Maybe what I am going to write next stems from the fact that I was indeed born a long time ago.Recently I have been feeling an urgency, a restlessness, a niggling feeling that time is moving away fast and I need to wrap my arms around it and fill my days learning to cook all the things that I would have never otherwise. And it does not involve a three layer chocolate cake. Nope.
It is more of the mundane-ish stuff like the tel koi, my Mother's fulkopi'r dalna with no written recipe that can make it taste the same, my Dida's ilish maacher tauk which I can no longer learn from the one who made it best, my eldest Mashi's chicken curry cooked with fragrant leaves of the lime tree. It is not so much that I want to eat any of the stuff I mentioned. I am fine with the regular dal-chawal and baked fish for the moment. It is just that I want to know, like String theory, hoping that would solve all my problems, give me peace, make me say "Ha, so that is all it needs to make a tel-koi" and then let me go back to do what I usually love doing.Which largely translates to "Nothing".
I just want to know the process involved, the ingredients chosen, the steps taken, the stories told and then store them away somewhere, neatly folded, waiting.That is all I want to do so that one fine morning if my heart so desires a Kopi'r Dantar Charchari, I need not panic. Instead I can take out the neatly folded recipe, smooth out the creases with a press of my fingers, read through it and heave a sigh of relief that nothing is lost.The assurance that they are there, like the atoms and the quarks and the fermions all a part of the Universe gives me a sense of peace.
Okay, this might also be the side effect of finishing off half a bottle of Benadryl. One can never be sure.
But this is a recent development I have noticed. Otherwise I don't care a hoot about cauliflower stalks.
This recipe that I have today is my Mother's and she is solely responsible for it. I never have enough patience to trim cauliflower stalks. One day I will. This recipe is for those days. For now this is how Ma made it.

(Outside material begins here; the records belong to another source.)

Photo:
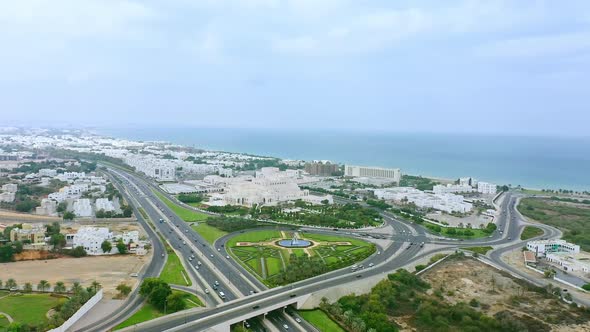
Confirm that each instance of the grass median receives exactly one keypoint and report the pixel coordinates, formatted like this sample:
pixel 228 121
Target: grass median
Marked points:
pixel 184 213
pixel 320 320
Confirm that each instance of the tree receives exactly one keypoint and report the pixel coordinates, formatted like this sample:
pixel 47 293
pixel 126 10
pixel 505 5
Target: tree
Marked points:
pixel 59 287
pixel 550 274
pixel 76 288
pixel 58 240
pixel 122 247
pixel 43 285
pixel 96 286
pixel 124 289
pixel 11 283
pixel 106 246
pixel 175 302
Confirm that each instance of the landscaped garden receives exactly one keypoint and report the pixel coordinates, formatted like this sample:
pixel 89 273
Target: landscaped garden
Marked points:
pixel 260 253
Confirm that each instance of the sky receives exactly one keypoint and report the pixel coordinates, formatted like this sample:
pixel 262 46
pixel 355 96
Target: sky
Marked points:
pixel 483 66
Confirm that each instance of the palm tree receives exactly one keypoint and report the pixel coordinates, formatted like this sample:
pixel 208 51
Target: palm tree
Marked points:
pixel 43 285
pixel 11 283
pixel 76 287
pixel 96 286
pixel 59 287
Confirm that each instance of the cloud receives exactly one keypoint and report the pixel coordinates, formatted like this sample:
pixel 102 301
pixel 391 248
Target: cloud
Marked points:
pixel 537 46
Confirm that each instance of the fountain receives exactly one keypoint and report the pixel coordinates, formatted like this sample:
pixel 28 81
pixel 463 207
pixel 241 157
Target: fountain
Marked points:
pixel 295 242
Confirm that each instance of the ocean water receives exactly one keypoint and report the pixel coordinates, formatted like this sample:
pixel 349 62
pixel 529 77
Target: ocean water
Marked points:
pixel 534 162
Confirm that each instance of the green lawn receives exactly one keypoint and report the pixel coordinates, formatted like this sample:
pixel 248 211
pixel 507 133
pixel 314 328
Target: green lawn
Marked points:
pixel 320 320
pixel 149 312
pixel 184 213
pixel 257 236
pixel 209 233
pixel 444 231
pixel 173 270
pixel 530 232
pixel 145 313
pixel 29 308
pixel 572 219
pixel 479 250
pixel 334 256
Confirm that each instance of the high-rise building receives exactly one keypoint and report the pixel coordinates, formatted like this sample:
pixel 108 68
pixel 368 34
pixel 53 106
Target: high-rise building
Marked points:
pixel 321 168
pixel 373 172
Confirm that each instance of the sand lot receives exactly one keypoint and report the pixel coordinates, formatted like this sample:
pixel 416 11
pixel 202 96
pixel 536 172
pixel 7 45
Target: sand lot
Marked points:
pixel 463 280
pixel 107 270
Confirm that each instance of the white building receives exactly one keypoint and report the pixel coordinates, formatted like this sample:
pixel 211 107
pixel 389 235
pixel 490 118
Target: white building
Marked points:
pixel 10 188
pixel 7 197
pixel 91 238
pixel 452 188
pixel 374 172
pixel 104 204
pixel 48 207
pixel 47 172
pixel 576 263
pixel 443 202
pixel 269 187
pixel 486 188
pixel 82 207
pixel 543 247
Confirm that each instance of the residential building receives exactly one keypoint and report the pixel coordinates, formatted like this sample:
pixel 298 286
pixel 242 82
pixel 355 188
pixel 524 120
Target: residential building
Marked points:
pixel 35 233
pixel 48 172
pixel 321 168
pixel 104 204
pixel 486 188
pixel 48 207
pixel 543 247
pixel 375 172
pixel 7 197
pixel 10 188
pixel 82 207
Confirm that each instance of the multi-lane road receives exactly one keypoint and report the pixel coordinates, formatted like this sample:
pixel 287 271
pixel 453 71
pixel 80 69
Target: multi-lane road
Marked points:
pixel 209 267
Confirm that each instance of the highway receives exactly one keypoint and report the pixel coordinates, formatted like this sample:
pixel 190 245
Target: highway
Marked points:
pixel 237 284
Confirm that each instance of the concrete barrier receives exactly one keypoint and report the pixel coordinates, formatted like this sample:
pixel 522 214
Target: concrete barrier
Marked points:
pixel 81 312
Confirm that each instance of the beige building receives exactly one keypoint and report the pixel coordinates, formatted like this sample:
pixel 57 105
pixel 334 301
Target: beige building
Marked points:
pixel 30 232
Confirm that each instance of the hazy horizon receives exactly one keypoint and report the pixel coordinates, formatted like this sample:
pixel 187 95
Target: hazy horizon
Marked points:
pixel 461 66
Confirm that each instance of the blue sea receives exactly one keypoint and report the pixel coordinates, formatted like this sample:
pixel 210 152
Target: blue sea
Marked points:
pixel 533 162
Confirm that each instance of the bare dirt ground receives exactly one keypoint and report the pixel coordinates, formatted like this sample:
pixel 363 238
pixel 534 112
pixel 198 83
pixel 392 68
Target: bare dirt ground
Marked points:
pixel 109 271
pixel 467 279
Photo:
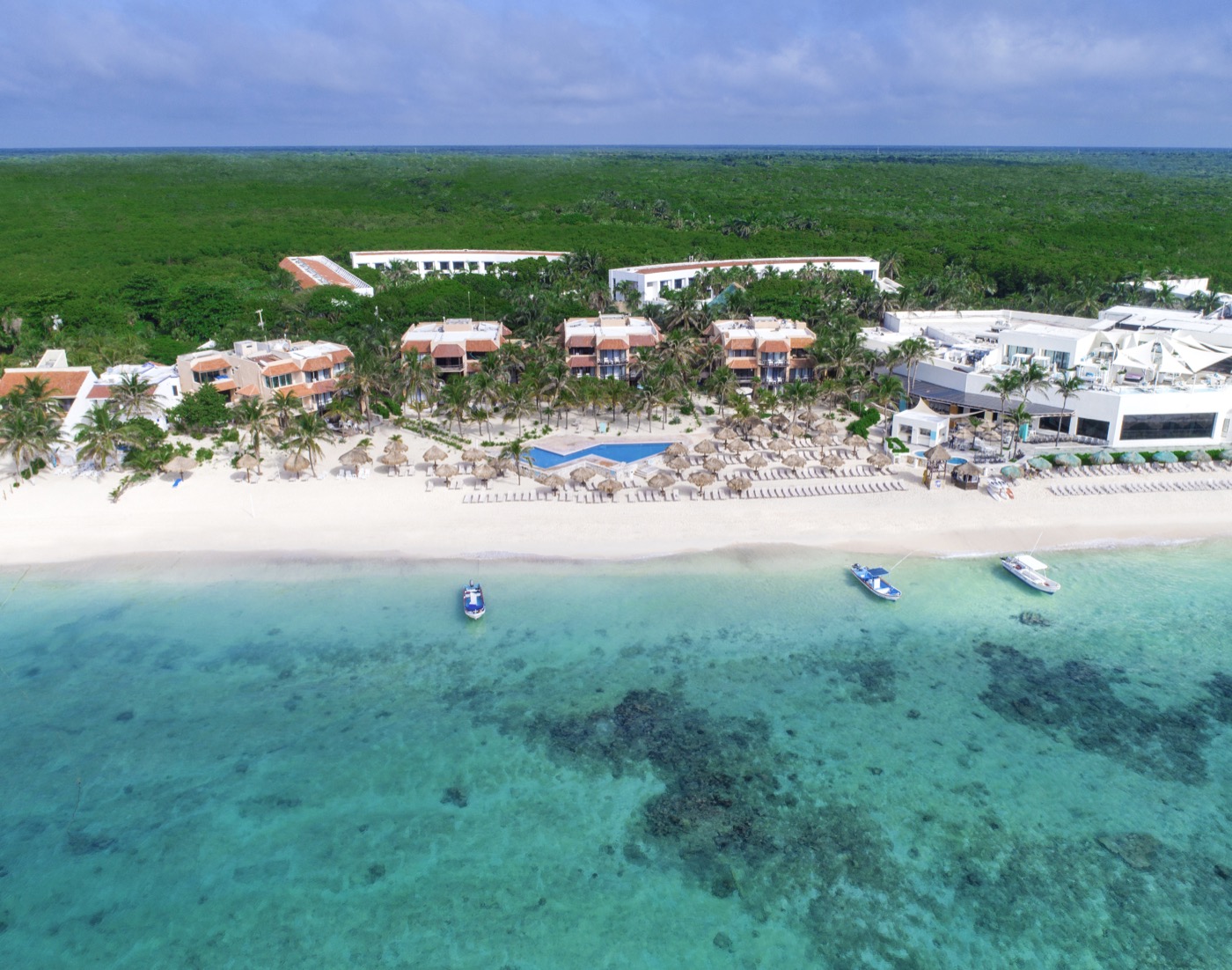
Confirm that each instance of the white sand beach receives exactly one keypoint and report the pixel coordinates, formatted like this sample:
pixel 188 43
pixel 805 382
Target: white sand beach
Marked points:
pixel 59 518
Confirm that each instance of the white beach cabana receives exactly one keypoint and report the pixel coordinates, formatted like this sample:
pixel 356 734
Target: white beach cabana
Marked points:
pixel 920 425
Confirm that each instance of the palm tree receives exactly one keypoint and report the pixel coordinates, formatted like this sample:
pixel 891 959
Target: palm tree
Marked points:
pixel 304 437
pixel 100 434
pixel 27 431
pixel 1067 387
pixel 285 406
pixel 256 419
pixel 133 397
pixel 1004 386
pixel 517 452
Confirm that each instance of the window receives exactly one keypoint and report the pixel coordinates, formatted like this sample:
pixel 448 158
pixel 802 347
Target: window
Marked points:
pixel 1143 427
pixel 1090 428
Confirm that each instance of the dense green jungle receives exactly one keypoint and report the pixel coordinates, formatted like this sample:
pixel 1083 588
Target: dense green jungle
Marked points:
pixel 132 256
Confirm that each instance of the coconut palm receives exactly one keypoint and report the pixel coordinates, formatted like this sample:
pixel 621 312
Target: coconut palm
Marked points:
pixel 256 419
pixel 100 434
pixel 304 437
pixel 1067 387
pixel 135 397
pixel 517 452
pixel 27 430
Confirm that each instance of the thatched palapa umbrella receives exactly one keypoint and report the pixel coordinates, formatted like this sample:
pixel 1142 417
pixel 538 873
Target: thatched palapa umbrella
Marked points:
pixel 662 482
pixel 795 461
pixel 180 465
pixel 483 472
pixel 610 487
pixel 679 464
pixel 701 480
pixel 739 485
pixel 355 458
pixel 296 464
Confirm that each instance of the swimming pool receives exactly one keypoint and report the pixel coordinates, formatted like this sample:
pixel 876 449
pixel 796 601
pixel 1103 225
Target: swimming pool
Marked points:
pixel 545 459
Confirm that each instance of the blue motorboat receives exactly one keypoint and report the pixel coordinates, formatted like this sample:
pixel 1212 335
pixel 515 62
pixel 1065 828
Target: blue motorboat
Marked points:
pixel 472 600
pixel 874 579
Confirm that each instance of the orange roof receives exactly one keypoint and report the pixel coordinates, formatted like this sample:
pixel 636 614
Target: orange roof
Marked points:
pixel 61 382
pixel 211 364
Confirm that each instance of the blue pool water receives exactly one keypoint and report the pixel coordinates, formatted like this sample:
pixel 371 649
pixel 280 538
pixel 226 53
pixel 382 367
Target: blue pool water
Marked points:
pixel 545 459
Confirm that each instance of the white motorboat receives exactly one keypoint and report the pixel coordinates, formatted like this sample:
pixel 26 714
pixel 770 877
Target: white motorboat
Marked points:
pixel 1030 571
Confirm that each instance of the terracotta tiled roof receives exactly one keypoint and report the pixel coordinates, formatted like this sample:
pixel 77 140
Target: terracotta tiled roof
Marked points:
pixel 61 382
pixel 209 364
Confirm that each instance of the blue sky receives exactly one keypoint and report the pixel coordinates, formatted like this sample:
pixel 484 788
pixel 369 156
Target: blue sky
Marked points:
pixel 84 73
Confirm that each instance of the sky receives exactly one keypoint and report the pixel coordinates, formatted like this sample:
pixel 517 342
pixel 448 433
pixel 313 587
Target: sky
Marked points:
pixel 164 73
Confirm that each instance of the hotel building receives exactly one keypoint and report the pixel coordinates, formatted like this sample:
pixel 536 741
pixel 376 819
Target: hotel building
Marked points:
pixel 1149 379
pixel 455 345
pixel 655 281
pixel 447 261
pixel 606 345
pixel 305 369
pixel 766 351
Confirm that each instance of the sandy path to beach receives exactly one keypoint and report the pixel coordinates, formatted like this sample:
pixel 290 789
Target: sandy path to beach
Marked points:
pixel 63 519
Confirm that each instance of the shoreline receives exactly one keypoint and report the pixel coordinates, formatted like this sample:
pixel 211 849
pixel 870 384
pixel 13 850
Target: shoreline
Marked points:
pixel 215 516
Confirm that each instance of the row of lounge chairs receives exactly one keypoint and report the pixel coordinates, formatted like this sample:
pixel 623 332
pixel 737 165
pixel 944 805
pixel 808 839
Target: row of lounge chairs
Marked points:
pixel 1120 489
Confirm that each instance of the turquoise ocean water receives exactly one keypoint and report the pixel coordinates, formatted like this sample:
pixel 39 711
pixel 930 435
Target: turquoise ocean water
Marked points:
pixel 738 760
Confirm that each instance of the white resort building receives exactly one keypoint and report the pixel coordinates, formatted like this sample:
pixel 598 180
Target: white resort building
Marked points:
pixel 766 351
pixel 606 345
pixel 305 369
pixel 653 281
pixel 447 261
pixel 312 271
pixel 455 345
pixel 1148 384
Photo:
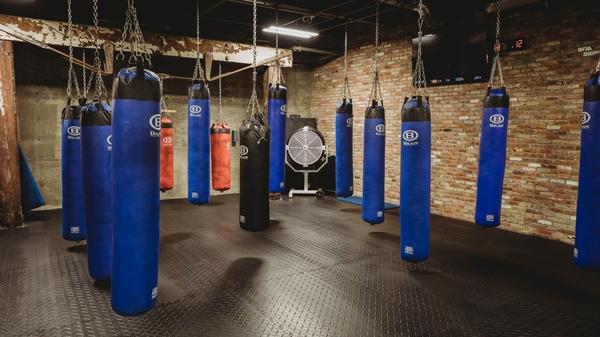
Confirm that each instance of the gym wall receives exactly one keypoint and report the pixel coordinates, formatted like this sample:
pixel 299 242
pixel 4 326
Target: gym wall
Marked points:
pixel 41 82
pixel 545 83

Save the stalks of a cauliflower. Trim the tougher sides and chop the inner in 2" long finger like thickness. Pressure cook the stalks. Do not add any water during this.
Make a paste of 1 tsp of Mustard Powder in water. I have been using the Cookme Mustard a lot these days and it has made my life very simple. To it add about 1 tbsp of Kasundi. If you do not have kasundi increase the mustard paste.
Now heat Mustard Oil.
Temper the oil with kalonji and green chili. When the spices start popping add the cooked stalks. Fry the stalks for about 3-4 minutes
Next add the mustard+kasundi paste. Add salt to taste. Mix and cook for a couple more minutes. Some fried vadis crumbled on the top can add magic.